Coldiretti Lazio scrive alla Regione per chiedere la riapertura del dossier “Cacio Romano”, da troppo tempo fermo sui Tavoli ministeriali, nonostante le recenti ordinanze, come quella della Cassazione, abbiano segnato un’apertura al suo riconoscimento del marchio Dop.
A ribadire l’importanza di lavorare su un prodotto lattiero caseario laziale, attraverso l’utilizzo di latte vaccino e ovino, era stato nei giorni scorsi proprio il presidente di Coldiretti Lazio, David Granieri, nel commentare l’importanza della misura a sostegno della aziende agricole del latte bovino annunciate dall’assessore all’Agricoltura, Giancarlo Righini, al quale Coldiretti Lazio ha scritto in merito alla riapertura del dossier “Cacio Romano”.
“Alla luce delle risoluzioni ministeriali – spiega il presidente di Coldiretti Lazio, David Granieri – crediamo sia arrivato il momento di sbloccare la situazione e di procedere con il riconoscimento del marchio Dop del Cacio Romano, la cui mancanza penalizza fortemente il Lazio”.
Una decisione in linea con la vocazione della produzione del Lazio, che è rappresentata prevalentemente da quella lattiero casearia, sia per il latte vaccino che ovino, con la presenza di cinquemila allevamenti ovini con oltre 800 mila capi.
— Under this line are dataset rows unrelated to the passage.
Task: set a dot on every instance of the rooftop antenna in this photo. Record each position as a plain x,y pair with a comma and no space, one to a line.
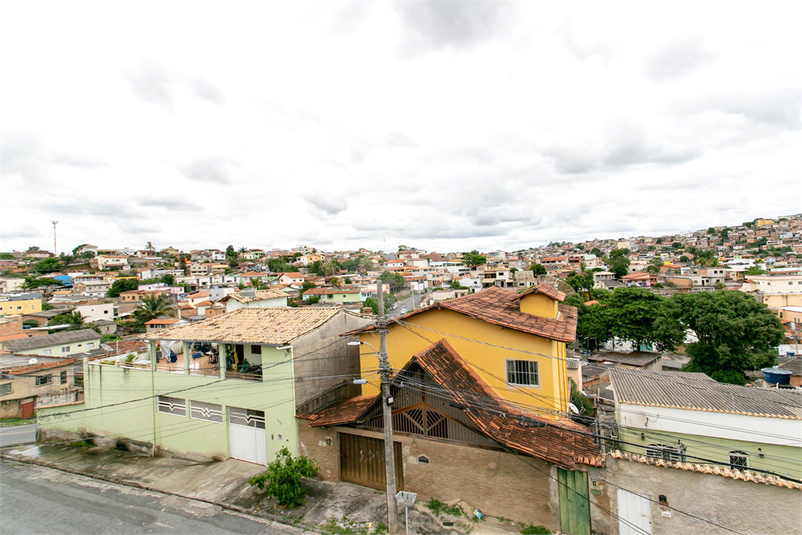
55,250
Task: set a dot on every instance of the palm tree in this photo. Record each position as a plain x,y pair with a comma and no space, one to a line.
152,307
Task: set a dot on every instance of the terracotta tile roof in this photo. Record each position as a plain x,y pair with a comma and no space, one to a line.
545,289
499,306
260,295
269,326
560,442
722,471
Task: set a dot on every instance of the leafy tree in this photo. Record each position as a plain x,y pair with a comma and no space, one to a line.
473,258
151,307
75,320
538,269
619,262
122,285
48,265
283,478
395,280
736,333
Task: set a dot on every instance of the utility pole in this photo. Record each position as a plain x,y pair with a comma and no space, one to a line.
55,249
389,456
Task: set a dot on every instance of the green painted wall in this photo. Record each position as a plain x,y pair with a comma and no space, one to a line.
782,460
122,402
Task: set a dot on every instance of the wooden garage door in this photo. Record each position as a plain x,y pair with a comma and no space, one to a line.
362,462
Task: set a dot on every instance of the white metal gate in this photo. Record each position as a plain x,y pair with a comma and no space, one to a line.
246,430
634,514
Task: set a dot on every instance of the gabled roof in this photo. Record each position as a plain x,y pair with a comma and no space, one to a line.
66,337
499,306
698,392
267,326
560,442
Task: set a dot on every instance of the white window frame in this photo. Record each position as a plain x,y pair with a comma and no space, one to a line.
518,372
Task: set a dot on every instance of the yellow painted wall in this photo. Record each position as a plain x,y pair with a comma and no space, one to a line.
488,362
11,308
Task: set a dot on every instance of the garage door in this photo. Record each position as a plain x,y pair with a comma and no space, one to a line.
246,430
362,462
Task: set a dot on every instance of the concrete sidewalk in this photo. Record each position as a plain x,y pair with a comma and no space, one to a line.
329,508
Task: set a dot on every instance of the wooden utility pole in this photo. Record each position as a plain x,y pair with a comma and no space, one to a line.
387,401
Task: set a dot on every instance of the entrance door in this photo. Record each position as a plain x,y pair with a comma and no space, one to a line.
634,514
26,408
362,462
574,502
246,431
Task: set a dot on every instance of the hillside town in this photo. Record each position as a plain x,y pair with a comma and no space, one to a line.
592,384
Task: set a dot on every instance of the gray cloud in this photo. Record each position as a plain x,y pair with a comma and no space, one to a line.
440,24
678,59
151,84
328,204
208,170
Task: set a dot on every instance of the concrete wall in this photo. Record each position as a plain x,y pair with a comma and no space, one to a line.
498,484
743,506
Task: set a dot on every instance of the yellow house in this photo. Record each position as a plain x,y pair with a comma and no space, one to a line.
14,307
514,342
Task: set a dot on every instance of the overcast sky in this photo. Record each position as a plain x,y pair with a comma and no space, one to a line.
443,125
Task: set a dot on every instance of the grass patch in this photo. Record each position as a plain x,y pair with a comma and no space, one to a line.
531,529
11,422
438,508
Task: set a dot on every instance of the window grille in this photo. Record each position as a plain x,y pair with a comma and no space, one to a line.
522,372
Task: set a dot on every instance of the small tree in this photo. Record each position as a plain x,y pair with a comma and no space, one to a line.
283,478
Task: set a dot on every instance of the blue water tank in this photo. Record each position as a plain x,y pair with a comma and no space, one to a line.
777,376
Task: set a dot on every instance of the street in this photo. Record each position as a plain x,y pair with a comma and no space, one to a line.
20,434
36,499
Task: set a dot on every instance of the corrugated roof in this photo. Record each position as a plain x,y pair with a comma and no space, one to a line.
697,391
270,326
260,295
66,337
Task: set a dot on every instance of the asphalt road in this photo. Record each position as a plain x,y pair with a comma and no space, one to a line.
18,434
36,499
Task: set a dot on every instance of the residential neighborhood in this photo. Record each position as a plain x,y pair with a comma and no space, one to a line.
588,384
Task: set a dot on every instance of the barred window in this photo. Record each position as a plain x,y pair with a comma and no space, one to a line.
662,451
739,459
175,406
522,372
210,412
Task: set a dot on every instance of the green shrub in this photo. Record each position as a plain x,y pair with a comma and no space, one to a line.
283,478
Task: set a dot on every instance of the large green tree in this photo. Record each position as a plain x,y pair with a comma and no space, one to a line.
735,333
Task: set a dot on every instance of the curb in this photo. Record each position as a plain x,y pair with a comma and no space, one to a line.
135,484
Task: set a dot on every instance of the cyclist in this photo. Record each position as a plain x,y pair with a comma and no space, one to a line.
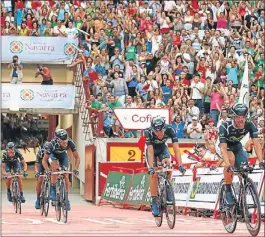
56,152
39,169
156,136
230,135
11,162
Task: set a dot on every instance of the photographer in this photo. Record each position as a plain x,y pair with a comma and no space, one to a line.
46,75
16,71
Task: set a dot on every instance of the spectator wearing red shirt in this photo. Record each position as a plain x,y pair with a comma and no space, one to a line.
46,75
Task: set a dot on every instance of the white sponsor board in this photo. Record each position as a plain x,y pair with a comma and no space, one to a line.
181,185
137,118
58,50
38,96
204,191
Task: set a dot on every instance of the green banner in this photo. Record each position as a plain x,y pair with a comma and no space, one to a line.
117,186
139,188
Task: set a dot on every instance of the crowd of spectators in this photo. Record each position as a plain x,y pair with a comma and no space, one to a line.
26,131
187,56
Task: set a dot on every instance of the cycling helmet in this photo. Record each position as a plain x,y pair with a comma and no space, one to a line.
239,109
10,145
46,145
158,123
61,134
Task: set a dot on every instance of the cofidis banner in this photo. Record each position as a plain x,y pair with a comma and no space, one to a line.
59,50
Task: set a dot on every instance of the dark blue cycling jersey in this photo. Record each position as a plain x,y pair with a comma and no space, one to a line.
40,155
55,148
17,157
231,135
152,139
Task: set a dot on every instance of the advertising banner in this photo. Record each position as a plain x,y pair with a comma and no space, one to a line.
139,189
137,118
181,185
116,187
59,50
37,96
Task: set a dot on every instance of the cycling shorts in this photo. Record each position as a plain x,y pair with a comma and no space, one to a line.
161,154
61,157
13,166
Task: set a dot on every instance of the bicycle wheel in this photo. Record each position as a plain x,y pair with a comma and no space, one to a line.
14,196
58,202
46,197
170,208
64,196
42,199
251,207
18,199
159,218
228,215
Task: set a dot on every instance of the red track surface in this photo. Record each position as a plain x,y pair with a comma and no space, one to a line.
89,220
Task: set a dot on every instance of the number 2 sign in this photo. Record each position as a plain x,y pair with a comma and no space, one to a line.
123,152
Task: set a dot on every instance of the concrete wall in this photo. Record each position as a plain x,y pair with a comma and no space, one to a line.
79,138
61,74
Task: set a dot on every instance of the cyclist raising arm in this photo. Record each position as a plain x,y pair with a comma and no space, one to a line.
39,169
12,160
156,137
230,135
56,152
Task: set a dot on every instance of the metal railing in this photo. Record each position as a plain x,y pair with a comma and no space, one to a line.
91,119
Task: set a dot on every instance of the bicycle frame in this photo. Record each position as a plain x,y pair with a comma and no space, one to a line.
15,193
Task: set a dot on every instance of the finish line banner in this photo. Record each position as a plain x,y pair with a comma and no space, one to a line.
59,50
28,96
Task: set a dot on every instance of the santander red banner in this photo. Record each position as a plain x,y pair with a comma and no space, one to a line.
137,118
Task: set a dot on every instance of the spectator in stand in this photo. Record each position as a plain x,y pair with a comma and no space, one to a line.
47,78
217,99
194,129
16,73
179,125
197,90
120,88
192,111
161,44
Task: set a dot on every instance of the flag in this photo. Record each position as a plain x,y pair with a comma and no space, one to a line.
93,76
244,97
141,143
244,90
146,87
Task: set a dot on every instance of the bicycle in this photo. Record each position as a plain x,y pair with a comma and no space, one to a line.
164,184
61,195
16,201
240,211
45,194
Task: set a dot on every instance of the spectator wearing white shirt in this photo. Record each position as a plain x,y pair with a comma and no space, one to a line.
169,6
217,40
129,102
194,129
192,111
59,30
70,31
197,88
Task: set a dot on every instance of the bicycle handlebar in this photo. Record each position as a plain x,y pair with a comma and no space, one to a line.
164,170
14,175
245,169
61,172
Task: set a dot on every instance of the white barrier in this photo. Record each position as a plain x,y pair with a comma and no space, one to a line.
203,192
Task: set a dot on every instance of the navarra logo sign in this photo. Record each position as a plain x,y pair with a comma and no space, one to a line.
16,47
135,118
69,49
27,94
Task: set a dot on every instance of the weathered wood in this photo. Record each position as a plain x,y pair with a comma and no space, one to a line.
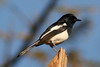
60,60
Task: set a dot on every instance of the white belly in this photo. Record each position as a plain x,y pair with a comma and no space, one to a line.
59,38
Numeri che posizionano il Lazio al terzo posto in Italia per la consistenza del patrimonio ovino. Ma il comparto zootecnico regionale è caratterizzato da una varietà nella consistenza del bestiame che conta oltre un milione di capi circa, che rappresentano una quota del 4,6% circa del dato nazionale. L'incidenza dei capi di bestiame sul totale regionale evidenzia che quasi l'83% di questi è costituito da ovini, caprini e bovini (190 mila) mentre i bufalini coprono complessivamente il 7,3% ed i suini raggiungono un valore del 4,7%.
“E’ di fondamentale importanza – conclude Granieri - avere la possibilità di utilizzare latte ovino e vaccino per la realizzazione di un prodotto lattiero caseario, che sia distintivo e rappresentativo del nostro territorio. Il Cacio Romano è destinato ad avere successo e ci consentirà di valorizzare la filiera del latte, un prodotto che vive di una grande incertezza di mercato. Questa scelta valorizzerebbe, inoltre, tutto il sistema zootecnico laziale e nel favorirebbe il suo sviluppo”.